Later, grotesque scenes take place. Shop girls are forced to practise smiling, store models parade about like robots ("This dress is now available on the third floor"), employees are treated with condescension and section chiefs talk narcissistically about fur coats and feathers. Early scenes show the Neiman-Marcus workforce undergoing finger exercises, solely because healthy fingers benefit the department store. The workers' fingers essentially privatised, everything else is privy to decomposition or replacement.

As well as a hierarchal, or class based segregation (the lower and unseen levels of the department store resemble sweat shops or factories), is a kind of gender segregation.
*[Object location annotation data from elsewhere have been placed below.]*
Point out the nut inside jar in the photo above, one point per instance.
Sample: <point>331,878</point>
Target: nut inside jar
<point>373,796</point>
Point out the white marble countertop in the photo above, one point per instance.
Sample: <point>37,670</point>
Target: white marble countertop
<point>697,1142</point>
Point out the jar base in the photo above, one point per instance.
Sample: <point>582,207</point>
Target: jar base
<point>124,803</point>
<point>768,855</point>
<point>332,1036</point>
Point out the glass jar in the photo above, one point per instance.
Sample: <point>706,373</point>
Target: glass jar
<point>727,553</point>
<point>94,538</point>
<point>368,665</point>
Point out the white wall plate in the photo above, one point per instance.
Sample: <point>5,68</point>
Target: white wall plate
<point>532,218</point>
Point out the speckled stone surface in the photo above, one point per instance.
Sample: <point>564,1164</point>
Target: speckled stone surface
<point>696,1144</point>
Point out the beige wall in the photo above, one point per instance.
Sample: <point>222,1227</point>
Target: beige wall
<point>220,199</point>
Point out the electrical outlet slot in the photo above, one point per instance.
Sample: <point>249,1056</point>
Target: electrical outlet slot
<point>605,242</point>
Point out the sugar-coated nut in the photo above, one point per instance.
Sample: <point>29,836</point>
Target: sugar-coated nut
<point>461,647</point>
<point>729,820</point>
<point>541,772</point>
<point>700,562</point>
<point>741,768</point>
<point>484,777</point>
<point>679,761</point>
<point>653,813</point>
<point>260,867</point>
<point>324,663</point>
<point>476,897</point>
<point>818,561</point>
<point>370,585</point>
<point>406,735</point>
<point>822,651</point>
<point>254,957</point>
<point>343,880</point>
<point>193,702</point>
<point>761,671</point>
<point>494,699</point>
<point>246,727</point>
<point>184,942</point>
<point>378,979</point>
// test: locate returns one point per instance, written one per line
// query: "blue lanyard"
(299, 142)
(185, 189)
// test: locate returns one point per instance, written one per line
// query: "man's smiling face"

Subtly sexist, customers and workers are predominantly female, whilst management and executives are all male, constantly trumpeting the "brand purpose" of Neiman-Marcus. Men then, hold sway over female self-perception and female desires. Elsewhere we hear of the "Neiman-Marcus attitude": the store panders to class based aspirations. It sells the illusion of finery and worth; a simulation of wealth. Significantly, upper management is excessively verbal or verbose. They lay down the law. The lower workers are silent and operate in the realm of the physical, always punching time-cards, wrapping gifts, pressing garments, sewing etc.

Perhaps the film's best scene watches as a young black woman attempts to "sell herself" to Neiman-Marcus. She wants to work there and deems herself suitable for employment. Her sequence recalls several scenes with African Americans in Wiseman's previous films. This is the end result of Civil Rights movements: the right to market oneself to "The Store".

8/10 - A slightly superior version of Robert Altman's "HEALTH". Worth one viewing.